HMM profiles
Last update on the 18th of April, 2018Here I construct a HMM profile for TUDOR domain in Mammalians and test its predictive power.
File | Link |
---|---|
Seed alignment of Mammalian proteins | selected_mam.fasta |
HMM profile | profile_mam.hmm |
Spreadsheet | results.ods |
Profile construction
I chose to search TUDOR domain (PF00567) in Mammalians in SwissProt database. There are 79 TUDOR proteins in SwissProt 41 out of which
are Mammalian ones. Seed alignment for PF00567 was fetched from Pfam, then Mammalian sequences were filtered with filter-alignment.py
. Only 16 sequences were
filtered.
The HMM profile was built with hmm2build -g --amino
, then calibrated with hmm2calibrate
. Alignment and profile files can be accessed at
the table of downloads.
Search for domain
The search was done with hmm2search --domE 1000 --domT -50 -A 0
for gathering comparable amounts of TPs and FPs. The results were processed as described
in the task and put into spreadsheet. The statistics of findings is presented in table 1.
Property | HMM | BLAST |
---|---|---|
Real | 41 | 41 |
Found | 84 | 40 |
TP | 41 | 14 |
FP | 43 | 26 |
TN | 556969 | 556959 |
FN | 0 | 27 |
SwissProt size | 557012 | 557012 |
PPV | 0.488095 | 0.350000 |
NPV | 1.000000 | 0.999952 |
Sensitivity | 1.000000 | 0.341463 |
Specificity | 0.999923 | 0.999953 |
Accuracy | 0.999923 | 0.999905 |
TUDORs | 76 | 38 |
The HMM profile recalls all Mammalian TUDOR proteins along with the rest of them for other taxa. So it is necessary to choose a cut-off for score of findings (fig. 1). The ROC-curve (fig. 2)was built based on sampling cut-off from -60 to 210 with step 10.

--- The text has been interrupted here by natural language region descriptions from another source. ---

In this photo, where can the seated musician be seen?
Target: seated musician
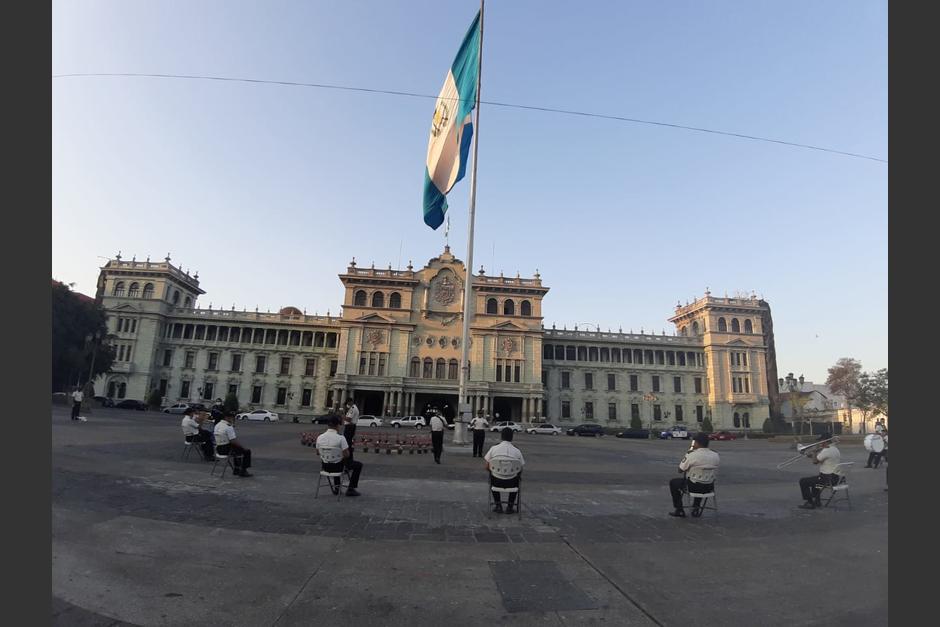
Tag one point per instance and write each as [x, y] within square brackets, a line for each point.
[699, 462]
[504, 449]
[828, 457]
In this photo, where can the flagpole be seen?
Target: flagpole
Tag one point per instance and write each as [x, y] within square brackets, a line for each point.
[462, 400]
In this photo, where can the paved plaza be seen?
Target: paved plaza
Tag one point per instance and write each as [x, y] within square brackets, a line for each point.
[143, 538]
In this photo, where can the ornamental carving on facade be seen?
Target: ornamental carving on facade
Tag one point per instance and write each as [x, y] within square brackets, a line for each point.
[375, 337]
[445, 292]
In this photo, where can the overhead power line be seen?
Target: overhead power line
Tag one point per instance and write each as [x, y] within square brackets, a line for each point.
[507, 105]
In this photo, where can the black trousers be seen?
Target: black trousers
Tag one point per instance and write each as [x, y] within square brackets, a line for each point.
[204, 439]
[437, 443]
[479, 436]
[349, 432]
[808, 485]
[354, 468]
[505, 483]
[241, 457]
[678, 485]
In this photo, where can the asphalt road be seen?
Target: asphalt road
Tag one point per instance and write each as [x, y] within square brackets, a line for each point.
[140, 537]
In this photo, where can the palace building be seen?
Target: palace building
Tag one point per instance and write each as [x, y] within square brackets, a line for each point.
[395, 348]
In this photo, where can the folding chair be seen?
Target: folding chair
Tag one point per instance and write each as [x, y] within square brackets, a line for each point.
[841, 486]
[506, 468]
[226, 459]
[706, 475]
[331, 455]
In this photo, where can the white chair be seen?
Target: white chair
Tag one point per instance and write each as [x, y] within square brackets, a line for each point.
[702, 474]
[840, 487]
[226, 459]
[507, 468]
[331, 455]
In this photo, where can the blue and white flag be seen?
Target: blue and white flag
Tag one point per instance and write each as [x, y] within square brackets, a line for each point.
[451, 128]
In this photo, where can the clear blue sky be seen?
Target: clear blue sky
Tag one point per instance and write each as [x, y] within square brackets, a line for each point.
[269, 191]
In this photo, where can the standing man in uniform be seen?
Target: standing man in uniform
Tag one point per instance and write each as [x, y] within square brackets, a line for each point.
[828, 457]
[77, 398]
[478, 425]
[349, 425]
[438, 424]
[227, 444]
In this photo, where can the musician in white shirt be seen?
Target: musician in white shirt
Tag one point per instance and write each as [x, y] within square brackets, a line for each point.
[698, 466]
[438, 424]
[478, 425]
[332, 439]
[193, 433]
[505, 449]
[828, 457]
[227, 444]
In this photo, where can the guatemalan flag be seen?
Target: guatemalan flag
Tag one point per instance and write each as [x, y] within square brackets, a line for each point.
[451, 128]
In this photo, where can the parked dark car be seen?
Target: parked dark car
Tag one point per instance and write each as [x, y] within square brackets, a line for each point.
[131, 404]
[585, 430]
[642, 434]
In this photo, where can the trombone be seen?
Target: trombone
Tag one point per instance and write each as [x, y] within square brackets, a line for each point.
[806, 450]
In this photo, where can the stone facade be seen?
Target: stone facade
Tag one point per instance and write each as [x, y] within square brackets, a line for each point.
[395, 347]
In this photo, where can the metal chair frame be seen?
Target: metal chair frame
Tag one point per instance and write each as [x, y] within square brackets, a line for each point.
[506, 468]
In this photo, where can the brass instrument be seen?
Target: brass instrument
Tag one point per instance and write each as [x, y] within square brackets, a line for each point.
[806, 450]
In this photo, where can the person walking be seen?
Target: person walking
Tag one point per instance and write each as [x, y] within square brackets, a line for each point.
[77, 397]
[478, 425]
[438, 424]
[349, 425]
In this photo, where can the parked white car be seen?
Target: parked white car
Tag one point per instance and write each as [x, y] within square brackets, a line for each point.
[544, 428]
[258, 414]
[499, 426]
[368, 421]
[410, 421]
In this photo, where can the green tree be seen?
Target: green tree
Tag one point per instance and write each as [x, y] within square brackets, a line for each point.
[231, 402]
[707, 425]
[843, 380]
[73, 320]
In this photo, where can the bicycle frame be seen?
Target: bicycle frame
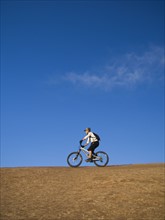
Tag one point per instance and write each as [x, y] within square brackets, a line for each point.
[85, 151]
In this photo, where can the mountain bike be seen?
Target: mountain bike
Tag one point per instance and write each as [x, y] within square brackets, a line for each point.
[99, 158]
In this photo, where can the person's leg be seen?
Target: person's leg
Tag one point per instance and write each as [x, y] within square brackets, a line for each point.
[91, 150]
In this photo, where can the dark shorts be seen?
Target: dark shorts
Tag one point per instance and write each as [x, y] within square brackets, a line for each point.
[93, 146]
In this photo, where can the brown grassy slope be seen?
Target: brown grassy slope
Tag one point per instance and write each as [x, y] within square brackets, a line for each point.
[132, 192]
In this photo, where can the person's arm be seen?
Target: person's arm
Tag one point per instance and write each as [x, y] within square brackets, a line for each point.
[86, 137]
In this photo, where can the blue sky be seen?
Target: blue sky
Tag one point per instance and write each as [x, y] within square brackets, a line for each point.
[68, 65]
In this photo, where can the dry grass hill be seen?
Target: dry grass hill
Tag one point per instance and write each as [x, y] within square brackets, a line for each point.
[128, 192]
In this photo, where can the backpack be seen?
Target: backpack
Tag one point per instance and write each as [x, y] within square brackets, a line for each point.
[97, 136]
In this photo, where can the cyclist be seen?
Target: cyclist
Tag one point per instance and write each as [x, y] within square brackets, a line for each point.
[91, 138]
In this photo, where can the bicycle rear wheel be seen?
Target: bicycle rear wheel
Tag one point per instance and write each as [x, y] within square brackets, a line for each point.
[74, 159]
[101, 159]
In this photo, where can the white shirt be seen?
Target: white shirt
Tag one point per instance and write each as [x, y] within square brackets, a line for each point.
[91, 137]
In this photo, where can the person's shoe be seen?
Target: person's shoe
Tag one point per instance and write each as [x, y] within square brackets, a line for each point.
[88, 160]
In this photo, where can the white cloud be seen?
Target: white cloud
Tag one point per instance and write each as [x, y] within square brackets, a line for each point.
[129, 70]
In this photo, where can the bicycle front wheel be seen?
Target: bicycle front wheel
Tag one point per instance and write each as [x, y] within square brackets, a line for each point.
[101, 159]
[74, 159]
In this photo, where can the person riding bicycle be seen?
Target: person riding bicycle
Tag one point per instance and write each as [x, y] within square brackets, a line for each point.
[91, 138]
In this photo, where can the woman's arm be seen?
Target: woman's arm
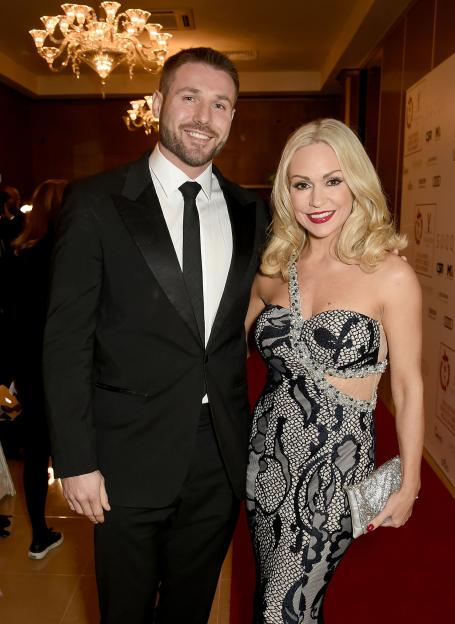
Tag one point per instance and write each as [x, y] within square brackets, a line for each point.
[402, 322]
[255, 306]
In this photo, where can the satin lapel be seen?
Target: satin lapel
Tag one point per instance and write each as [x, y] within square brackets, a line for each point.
[243, 222]
[145, 222]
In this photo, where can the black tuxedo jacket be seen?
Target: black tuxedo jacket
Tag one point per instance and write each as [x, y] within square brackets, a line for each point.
[124, 366]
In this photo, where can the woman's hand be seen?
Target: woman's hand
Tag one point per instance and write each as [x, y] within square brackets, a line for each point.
[397, 511]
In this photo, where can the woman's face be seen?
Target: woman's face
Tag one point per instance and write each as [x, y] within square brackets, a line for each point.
[321, 198]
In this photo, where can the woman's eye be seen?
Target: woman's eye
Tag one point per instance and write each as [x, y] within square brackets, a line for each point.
[301, 186]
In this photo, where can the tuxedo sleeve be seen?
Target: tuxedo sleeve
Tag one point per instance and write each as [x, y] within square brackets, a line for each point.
[68, 349]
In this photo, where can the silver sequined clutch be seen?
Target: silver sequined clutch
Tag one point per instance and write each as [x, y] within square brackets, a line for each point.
[369, 497]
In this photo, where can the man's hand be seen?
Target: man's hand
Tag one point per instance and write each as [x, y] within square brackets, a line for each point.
[86, 495]
[8, 401]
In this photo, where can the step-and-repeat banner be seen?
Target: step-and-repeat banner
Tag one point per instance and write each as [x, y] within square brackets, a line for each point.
[428, 218]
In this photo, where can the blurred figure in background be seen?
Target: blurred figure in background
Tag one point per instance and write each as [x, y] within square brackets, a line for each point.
[11, 225]
[27, 294]
[11, 217]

Based on these charts the cut-off score of 70 was chosen as it gives the highest sensitivity with the lowest FDR in its neighbourhood area. The statistics was estimated for the list of found proteins: TP = 32/41, FN = 9/41, FP = 9/43, TN = 34/43, sensitivity = 0.78, specificity = 0.79. These values are quite satisfying. However, it seems impossible to develop an accurate enough predictor for such a tight evolutionary group of given domain as sequences are very similar among Metazoans. Another point is small size of sample group.
Comparison to BLAST
The protein TDRD7_MOUSE was queried against SwissProt with blastp (default settings). The results are in table 1. It found fewer proteins with twice as much FPs than TPs. The BLAST totally loses to HMM in low PPV and sensitivity. So it seems sane to use HMM for given task.